LB: Other cities just have different trends, like the big hair culture of Texas, “the bigger the hair the closer to God.” Blowouts look different across cities as well. In Portland, we are much more relaxed. We definitely have the “low maintenance” hairstyles, and we don’t want to get up and have to worry about our hair. We know it’s just going to rain on us anyway. On the other hand, I also think it’s really cool that other cities take hairstyling more seriously, and cities like New York have colorists that specialize in just coloring your hair, for example. I also think that Portlanders aren’t used to having to make appointments two weeks apart just for their hair; it’s not DIY, it’s not Portland.

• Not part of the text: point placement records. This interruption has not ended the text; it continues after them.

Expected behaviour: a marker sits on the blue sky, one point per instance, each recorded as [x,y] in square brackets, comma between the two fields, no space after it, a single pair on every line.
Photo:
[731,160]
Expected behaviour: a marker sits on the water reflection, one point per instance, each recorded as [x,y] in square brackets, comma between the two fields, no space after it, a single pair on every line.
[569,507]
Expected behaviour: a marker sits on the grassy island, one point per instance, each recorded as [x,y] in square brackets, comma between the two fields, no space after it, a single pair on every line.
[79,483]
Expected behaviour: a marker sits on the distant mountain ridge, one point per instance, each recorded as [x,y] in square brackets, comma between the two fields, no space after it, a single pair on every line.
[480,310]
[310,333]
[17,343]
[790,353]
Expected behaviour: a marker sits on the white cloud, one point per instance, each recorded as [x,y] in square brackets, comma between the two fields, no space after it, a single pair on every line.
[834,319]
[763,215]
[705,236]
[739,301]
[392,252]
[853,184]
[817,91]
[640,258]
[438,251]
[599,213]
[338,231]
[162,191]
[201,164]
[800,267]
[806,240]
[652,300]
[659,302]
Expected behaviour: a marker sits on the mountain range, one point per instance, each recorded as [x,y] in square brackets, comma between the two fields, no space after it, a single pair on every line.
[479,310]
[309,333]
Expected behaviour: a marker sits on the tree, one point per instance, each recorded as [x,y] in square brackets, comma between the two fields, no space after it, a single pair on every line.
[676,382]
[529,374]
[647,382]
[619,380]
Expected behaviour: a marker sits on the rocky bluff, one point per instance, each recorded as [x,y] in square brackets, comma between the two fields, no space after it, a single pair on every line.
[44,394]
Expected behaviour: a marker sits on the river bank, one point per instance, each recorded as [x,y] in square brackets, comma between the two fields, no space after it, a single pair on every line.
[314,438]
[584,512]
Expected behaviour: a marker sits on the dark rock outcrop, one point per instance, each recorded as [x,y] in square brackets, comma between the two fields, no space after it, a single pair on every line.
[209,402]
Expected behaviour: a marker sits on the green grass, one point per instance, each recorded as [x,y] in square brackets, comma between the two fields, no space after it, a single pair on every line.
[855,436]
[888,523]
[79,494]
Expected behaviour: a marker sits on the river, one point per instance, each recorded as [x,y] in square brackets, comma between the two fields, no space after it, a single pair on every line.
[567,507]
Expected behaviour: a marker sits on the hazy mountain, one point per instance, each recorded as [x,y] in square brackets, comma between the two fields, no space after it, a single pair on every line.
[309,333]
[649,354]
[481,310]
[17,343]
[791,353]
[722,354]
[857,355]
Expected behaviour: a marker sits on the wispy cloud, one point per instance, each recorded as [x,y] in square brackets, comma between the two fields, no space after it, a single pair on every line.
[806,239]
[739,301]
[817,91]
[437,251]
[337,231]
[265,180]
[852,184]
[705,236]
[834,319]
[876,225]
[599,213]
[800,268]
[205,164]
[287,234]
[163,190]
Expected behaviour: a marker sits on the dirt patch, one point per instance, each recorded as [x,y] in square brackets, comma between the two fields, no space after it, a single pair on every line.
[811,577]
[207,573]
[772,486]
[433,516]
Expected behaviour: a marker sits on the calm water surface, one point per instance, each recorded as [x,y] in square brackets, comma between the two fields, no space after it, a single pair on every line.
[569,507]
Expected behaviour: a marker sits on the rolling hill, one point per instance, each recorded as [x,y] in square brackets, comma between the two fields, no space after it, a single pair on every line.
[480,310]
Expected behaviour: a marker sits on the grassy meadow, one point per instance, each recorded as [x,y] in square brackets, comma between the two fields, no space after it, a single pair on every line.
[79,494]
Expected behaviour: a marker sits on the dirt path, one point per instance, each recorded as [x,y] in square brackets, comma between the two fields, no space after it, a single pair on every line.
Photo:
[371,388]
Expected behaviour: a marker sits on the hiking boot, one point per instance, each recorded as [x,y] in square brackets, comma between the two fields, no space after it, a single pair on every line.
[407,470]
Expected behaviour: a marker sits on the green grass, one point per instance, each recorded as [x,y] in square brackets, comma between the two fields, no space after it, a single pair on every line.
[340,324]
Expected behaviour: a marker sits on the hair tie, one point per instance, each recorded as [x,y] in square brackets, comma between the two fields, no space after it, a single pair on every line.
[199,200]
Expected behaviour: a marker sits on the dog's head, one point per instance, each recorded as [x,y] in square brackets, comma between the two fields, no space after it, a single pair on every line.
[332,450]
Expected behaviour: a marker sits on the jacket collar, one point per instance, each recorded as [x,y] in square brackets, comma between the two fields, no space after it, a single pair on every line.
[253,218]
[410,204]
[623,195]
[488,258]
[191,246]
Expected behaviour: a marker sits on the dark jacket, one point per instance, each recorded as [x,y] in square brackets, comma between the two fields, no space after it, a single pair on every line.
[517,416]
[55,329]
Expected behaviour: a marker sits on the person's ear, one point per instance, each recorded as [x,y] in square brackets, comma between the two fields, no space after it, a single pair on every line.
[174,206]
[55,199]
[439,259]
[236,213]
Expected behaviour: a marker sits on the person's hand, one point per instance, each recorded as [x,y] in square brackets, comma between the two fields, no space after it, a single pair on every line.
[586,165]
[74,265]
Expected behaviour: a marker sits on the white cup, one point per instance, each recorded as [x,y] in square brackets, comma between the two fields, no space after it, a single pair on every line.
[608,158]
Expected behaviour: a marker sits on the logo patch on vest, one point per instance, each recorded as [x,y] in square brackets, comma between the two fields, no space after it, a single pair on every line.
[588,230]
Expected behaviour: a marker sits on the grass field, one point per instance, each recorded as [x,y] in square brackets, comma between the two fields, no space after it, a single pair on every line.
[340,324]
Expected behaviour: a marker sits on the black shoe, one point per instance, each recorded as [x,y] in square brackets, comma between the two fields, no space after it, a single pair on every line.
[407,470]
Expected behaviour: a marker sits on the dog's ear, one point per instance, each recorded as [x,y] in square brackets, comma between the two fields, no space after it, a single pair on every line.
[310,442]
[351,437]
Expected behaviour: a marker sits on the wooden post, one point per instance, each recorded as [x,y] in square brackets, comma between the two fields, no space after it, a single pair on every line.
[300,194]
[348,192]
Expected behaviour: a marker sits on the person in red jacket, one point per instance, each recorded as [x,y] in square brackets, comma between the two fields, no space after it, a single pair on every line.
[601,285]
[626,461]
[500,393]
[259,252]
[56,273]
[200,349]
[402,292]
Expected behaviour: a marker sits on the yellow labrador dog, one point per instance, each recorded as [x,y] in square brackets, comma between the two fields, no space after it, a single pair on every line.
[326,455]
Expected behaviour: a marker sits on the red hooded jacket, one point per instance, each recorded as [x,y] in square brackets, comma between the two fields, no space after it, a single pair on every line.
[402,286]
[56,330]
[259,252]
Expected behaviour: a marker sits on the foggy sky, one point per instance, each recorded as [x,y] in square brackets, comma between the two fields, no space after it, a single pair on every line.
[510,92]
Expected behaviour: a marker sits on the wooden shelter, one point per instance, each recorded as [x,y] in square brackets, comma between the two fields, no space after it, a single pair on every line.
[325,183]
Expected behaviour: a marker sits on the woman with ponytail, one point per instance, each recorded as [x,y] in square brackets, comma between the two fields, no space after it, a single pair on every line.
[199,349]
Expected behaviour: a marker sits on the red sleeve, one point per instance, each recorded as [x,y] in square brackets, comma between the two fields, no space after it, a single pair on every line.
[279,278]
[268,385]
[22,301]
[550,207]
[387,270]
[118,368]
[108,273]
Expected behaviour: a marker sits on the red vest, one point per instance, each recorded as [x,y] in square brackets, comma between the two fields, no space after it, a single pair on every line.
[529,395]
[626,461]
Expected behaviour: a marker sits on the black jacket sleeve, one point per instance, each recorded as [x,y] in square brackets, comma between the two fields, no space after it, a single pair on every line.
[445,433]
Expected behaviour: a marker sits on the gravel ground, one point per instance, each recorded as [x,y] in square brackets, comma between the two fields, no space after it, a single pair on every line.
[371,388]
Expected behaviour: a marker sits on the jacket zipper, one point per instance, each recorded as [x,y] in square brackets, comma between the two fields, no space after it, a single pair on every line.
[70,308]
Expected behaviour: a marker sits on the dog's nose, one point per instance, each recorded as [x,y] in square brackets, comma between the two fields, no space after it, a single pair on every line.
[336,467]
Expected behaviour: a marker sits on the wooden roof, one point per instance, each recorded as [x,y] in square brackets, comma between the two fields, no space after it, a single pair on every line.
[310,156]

11: Do you still make art outside of doing hair?
LB: I love to draw, I still go over to the Hippo studio. The one thing that I love about the effect of doing hair on my other art skills is that it has made me a lot faster. When I was doing art in school before, I could do a series that would literally take me a year to finish, and that’s just not sustainable. I love Life drawing, and my view on art has become so much less of the internal and so much more of the external, like showing the art of life, the “this is what we do” part.
11: What do you think Trump’s hairstyle says about him?
LB: Ha, well I hope I would not go to jail because of answering this question. Hair should reflect and follow your lifestyle. The choices that you make should reflect how you look on the outside.
Trumps hair seems fake.
11: It’s all a show?
LB: It’s not how I would cut his hair. The fear of the hair moving as he walks into the wind would be way too much work to worry about. Maybe when you start covering up for one thing, like his bald spots, other problems start to need to be covered up too. Maybe he is hiding something. But yes, your hair does reflect something about who you are.
11: What influence do you think political upheaval might have on hair, now that people seem a little more fired up about politics?
LB:I think the music, the art and the hair will be influenced. I think the style has been very natural, these bohemian, hippy styles. I think we may get really edgy again. Maybe everyone will get gothic again. I think that some of us can now appreciate our history and past, and I hope that understanding will help us to create positive changes moving forward.»